En 2006, le Projet Mosaïc a été créé, par la Fédération protestante de France, en partenariat avec le Service protestant de mission (DEFAP), dans le but d’aller à la rencontre de ces Eglises issues de l’immigration, pour mieux les connaitre, les reconnaitre et les aider à trouver leur place dans la société et le paysage protestant français. Il s’agit d’encourager la reconnaissance mutuelle entre Eglises, de partager sur nos diverses pratiques, et de mieux témoigner ensemble.

« Vivre ensemble », « être ensemble témoins du Christ », n’est pas simple. Cela questionne et bouscule les habitudes. Faire de la place à l’autre, différent, nécessite d’adapter nos liturgies, chants, manière de prêcher... Cela passe par la reconnaissance de l’autre, tel qu’il est. Nous sommes appelés à nous déplacer et à retravailler des questions liées à la diversité culturelle, à l’intégration, au cheminement théologique des Eglises, au lien biblique entre foi et migration...

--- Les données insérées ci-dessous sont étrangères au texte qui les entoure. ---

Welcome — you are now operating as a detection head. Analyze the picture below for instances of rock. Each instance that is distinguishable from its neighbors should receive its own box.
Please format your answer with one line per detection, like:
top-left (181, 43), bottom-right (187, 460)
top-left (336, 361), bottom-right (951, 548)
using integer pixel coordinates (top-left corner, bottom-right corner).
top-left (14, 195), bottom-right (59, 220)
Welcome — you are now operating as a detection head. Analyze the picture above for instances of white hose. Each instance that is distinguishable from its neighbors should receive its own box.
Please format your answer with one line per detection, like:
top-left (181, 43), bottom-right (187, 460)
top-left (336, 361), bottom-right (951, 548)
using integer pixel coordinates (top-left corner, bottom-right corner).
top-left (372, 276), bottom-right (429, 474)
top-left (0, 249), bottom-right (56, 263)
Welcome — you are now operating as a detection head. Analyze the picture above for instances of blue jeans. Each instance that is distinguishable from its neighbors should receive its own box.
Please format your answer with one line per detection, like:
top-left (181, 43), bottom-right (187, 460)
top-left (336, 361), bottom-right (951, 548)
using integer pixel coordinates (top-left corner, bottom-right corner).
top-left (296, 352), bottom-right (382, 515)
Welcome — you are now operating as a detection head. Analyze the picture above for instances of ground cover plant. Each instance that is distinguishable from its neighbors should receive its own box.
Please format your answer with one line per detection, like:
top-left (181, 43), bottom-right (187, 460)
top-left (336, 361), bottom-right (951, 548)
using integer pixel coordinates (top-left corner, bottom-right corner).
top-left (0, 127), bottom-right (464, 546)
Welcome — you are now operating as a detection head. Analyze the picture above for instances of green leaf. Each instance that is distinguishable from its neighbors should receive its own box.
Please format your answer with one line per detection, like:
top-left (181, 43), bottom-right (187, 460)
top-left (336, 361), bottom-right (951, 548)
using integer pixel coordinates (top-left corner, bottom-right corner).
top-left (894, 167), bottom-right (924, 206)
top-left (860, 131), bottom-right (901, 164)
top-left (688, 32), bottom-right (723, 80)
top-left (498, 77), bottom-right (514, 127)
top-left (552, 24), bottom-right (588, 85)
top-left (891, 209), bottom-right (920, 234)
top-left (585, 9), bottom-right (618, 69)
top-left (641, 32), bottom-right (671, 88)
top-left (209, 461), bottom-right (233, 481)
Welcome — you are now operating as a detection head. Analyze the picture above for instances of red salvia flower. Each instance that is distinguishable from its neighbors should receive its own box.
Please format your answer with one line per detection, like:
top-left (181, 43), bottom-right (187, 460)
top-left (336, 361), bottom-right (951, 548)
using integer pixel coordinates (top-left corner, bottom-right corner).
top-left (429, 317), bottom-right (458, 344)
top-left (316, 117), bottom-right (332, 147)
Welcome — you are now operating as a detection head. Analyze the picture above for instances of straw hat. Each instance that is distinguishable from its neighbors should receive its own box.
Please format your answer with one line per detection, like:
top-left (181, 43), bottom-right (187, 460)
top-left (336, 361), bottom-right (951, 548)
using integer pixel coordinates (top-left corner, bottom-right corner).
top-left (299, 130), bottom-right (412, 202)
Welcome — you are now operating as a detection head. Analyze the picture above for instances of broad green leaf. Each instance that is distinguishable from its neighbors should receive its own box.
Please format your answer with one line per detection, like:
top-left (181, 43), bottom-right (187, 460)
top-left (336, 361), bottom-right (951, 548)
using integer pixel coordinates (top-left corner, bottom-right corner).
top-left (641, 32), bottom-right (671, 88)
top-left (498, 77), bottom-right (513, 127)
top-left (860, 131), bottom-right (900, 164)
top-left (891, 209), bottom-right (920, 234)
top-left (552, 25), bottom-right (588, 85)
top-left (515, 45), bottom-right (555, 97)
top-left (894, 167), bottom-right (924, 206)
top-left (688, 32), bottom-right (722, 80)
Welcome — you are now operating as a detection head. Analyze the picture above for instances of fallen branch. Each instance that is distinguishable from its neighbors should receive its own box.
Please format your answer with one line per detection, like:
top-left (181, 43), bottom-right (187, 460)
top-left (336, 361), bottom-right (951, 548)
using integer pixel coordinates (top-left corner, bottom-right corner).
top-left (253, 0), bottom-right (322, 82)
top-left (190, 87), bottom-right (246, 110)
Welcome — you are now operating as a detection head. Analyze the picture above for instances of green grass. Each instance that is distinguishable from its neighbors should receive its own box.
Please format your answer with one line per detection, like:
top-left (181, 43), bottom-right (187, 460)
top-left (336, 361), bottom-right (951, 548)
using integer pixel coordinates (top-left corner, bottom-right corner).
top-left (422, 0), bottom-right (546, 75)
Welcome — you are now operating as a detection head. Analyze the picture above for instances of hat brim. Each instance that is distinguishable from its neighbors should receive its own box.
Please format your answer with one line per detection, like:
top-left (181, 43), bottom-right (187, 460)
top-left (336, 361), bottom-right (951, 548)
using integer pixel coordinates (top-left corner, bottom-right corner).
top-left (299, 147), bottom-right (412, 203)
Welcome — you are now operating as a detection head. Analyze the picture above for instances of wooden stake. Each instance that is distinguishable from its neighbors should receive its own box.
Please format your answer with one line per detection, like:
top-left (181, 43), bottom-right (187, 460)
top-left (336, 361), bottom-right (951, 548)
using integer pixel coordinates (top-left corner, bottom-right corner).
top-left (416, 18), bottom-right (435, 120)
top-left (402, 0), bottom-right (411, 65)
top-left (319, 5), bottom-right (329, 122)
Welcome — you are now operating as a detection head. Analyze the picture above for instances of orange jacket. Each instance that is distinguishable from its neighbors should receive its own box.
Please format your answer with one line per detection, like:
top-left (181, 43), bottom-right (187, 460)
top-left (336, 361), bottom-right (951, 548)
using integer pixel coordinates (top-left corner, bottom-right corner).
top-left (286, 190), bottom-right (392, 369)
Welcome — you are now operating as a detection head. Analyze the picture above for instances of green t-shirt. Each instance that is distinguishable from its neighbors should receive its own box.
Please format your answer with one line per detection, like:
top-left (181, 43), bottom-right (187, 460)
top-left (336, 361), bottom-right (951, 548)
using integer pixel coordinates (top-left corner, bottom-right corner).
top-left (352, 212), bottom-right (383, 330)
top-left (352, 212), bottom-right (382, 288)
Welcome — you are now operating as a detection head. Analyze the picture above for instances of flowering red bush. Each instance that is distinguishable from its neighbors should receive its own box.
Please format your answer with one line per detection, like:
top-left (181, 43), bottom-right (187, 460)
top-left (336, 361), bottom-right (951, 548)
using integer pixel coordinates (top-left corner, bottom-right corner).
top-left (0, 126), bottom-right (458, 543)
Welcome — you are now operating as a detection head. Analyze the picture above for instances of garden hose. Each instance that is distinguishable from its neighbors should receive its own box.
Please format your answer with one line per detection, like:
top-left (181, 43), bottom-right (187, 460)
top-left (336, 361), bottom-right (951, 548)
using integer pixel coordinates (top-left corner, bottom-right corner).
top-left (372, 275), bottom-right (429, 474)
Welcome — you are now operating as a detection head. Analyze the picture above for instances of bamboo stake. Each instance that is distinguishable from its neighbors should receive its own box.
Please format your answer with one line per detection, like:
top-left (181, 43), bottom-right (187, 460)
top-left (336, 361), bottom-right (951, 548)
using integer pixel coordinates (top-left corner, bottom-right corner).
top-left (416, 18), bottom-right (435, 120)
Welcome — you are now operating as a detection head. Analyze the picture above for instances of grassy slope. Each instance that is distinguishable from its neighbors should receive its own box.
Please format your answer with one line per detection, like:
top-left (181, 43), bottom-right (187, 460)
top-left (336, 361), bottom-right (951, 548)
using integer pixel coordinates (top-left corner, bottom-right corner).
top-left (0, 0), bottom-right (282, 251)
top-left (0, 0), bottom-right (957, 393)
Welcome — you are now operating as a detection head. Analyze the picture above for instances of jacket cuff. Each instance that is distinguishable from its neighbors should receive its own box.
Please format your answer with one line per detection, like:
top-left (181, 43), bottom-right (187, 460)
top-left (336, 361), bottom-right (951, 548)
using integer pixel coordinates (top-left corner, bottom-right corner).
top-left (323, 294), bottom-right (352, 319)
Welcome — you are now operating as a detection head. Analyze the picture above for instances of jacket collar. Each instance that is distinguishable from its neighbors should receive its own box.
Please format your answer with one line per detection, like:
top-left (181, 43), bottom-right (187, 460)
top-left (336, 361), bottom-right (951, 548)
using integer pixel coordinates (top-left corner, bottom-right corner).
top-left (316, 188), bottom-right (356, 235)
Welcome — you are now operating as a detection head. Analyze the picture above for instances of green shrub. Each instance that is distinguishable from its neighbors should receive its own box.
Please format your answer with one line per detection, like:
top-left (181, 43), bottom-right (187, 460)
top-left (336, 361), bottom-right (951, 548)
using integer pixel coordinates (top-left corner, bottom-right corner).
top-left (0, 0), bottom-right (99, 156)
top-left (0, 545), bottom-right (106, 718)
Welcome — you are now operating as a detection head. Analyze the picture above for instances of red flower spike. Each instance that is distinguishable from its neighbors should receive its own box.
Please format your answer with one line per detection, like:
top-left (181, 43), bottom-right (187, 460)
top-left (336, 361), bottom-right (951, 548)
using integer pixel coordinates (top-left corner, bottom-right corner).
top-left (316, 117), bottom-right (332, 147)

II/ L’étranger dans l’ancien testament

Le peuple d’Israël s’est construit dans la migration et l’errance, l’exode et l’exil. Les patriarches, Abraham, Isaac et Jacob, se sont définis comme des étrangers en résidence et c’est ainsi qu’ils seront vus par la tradition biblique. Le vocabulaire pour désigner l’«étranger » est très riche dans l’Ancien Testament. Cela ne fera pas ici l’objet de notre étude. En raison de son origine, le peuple d’Israël, une fois installé en Terre Promise, a été sensible à la situation des étrangers. Hommes libres, ils ne jouissent pas de tous les droits civiques. Ils sont cependant soumis aux mêmes lois que les Israélites.

 En matière juridique : Il n’y a pas de législation particulière. Dans les procès, ils doivent être traités comme les Israélites (Nb. 15, 29 ; Dt. 1, 16) et sont soumis aux mêmes peines (Lv. 20, 2 ; 24, 16 et 22).

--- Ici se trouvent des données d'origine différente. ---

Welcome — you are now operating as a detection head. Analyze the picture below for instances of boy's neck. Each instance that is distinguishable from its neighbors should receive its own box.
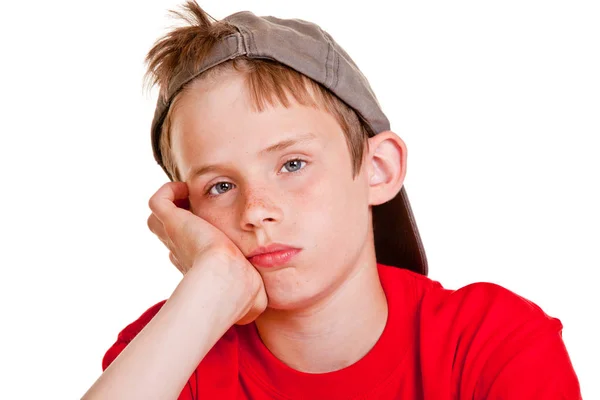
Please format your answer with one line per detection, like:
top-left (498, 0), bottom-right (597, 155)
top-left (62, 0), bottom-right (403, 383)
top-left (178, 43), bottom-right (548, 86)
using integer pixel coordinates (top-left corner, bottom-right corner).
top-left (256, 257), bottom-right (388, 373)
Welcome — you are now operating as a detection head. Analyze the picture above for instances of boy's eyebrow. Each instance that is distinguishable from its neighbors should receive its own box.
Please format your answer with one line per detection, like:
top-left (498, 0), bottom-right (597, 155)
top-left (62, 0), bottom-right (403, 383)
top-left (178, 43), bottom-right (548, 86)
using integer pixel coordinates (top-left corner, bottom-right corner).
top-left (188, 132), bottom-right (317, 179)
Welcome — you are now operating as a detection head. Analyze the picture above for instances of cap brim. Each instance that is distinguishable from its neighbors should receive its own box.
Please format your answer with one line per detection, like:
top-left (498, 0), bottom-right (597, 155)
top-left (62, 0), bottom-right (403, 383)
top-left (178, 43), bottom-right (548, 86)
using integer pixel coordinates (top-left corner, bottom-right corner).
top-left (373, 186), bottom-right (428, 275)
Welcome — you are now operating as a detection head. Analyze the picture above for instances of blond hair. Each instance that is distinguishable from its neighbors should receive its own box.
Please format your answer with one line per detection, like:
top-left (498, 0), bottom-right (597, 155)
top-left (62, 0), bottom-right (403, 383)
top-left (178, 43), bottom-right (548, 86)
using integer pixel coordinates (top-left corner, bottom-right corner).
top-left (144, 0), bottom-right (374, 180)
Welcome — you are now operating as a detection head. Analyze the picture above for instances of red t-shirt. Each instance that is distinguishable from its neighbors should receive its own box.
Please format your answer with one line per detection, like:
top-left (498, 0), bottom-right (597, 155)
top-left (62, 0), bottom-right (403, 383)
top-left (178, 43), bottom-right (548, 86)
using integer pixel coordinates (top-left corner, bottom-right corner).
top-left (102, 264), bottom-right (581, 400)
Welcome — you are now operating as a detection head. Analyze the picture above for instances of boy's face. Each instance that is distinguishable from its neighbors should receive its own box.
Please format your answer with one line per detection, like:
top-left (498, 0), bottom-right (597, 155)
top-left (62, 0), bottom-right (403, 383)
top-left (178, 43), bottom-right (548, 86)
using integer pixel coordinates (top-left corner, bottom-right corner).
top-left (171, 73), bottom-right (398, 309)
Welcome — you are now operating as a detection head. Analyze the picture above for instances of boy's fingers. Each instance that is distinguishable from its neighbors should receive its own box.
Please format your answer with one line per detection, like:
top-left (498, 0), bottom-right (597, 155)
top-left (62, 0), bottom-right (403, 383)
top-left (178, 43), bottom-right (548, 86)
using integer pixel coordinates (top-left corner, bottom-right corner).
top-left (148, 182), bottom-right (189, 225)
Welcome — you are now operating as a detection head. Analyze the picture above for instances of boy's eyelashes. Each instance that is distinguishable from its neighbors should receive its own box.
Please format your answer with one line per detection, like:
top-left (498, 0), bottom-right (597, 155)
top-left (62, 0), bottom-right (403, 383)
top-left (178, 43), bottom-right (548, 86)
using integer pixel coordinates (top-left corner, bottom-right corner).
top-left (204, 157), bottom-right (308, 198)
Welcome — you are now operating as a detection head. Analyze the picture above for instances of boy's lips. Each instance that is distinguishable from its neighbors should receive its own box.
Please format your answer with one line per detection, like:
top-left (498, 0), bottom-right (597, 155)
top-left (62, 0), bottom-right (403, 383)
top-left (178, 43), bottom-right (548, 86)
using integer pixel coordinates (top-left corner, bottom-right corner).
top-left (246, 243), bottom-right (301, 267)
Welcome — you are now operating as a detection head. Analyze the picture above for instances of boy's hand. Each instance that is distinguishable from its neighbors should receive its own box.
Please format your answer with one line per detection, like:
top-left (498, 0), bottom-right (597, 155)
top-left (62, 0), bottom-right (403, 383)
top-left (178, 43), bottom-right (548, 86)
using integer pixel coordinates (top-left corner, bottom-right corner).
top-left (148, 182), bottom-right (267, 325)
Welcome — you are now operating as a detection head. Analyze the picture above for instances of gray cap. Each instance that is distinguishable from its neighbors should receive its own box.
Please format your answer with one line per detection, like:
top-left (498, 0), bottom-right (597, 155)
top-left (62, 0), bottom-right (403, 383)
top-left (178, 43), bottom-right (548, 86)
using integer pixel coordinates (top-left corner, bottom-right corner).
top-left (151, 11), bottom-right (428, 275)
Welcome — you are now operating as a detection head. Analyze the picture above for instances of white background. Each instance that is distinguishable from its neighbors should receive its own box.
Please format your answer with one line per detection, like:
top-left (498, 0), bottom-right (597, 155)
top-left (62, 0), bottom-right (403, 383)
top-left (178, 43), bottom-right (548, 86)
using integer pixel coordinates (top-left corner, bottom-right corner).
top-left (0, 0), bottom-right (600, 399)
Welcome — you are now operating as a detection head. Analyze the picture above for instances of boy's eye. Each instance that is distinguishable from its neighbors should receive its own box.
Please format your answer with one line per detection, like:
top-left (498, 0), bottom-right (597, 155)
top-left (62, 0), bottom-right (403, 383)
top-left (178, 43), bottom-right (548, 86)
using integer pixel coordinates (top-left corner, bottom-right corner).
top-left (283, 158), bottom-right (306, 172)
top-left (206, 158), bottom-right (306, 197)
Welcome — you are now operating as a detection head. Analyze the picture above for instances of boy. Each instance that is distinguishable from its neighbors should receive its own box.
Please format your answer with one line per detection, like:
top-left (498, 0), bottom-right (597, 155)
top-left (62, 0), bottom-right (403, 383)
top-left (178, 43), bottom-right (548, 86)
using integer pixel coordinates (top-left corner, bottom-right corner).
top-left (84, 2), bottom-right (581, 399)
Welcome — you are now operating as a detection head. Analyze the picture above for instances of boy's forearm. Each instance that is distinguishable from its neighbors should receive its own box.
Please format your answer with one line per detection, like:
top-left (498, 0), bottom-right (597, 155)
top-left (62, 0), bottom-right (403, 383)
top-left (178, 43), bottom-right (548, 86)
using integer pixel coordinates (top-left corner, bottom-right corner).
top-left (83, 268), bottom-right (239, 400)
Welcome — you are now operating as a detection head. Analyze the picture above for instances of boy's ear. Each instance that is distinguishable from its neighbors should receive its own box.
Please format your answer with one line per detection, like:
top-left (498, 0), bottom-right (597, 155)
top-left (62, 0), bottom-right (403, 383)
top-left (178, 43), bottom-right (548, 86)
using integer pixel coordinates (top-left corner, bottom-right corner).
top-left (366, 131), bottom-right (407, 206)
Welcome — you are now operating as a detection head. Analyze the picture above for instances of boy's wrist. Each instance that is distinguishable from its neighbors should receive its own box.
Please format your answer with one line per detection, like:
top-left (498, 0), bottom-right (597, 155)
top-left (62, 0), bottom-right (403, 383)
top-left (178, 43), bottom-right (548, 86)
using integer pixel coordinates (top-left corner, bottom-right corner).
top-left (172, 258), bottom-right (252, 330)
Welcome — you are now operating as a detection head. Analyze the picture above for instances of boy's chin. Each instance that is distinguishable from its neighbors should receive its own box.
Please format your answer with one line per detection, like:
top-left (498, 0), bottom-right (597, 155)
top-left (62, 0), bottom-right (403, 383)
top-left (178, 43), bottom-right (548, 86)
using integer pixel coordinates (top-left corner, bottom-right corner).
top-left (265, 284), bottom-right (326, 311)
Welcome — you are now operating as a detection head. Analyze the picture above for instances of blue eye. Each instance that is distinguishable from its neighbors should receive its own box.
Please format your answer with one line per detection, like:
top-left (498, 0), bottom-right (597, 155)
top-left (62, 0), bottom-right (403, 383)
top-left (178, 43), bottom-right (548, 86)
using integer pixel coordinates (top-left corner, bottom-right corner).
top-left (206, 158), bottom-right (306, 197)
top-left (283, 158), bottom-right (306, 172)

« La règle sera la même pour tous ceux qui auront péché par mégarde, Israélites ou étrangers vivant parmi eux » (Nb 15, 29) Moïse donne la directive suivante pour rendre la justice parmi le peuple : « Examinez les causes que vos compatriotes vous soumettent, et rendez des jugements équitables dans les affaires opposant un israélite et un de ses compatriotes ou un résident étranger » (Deut 1, 16)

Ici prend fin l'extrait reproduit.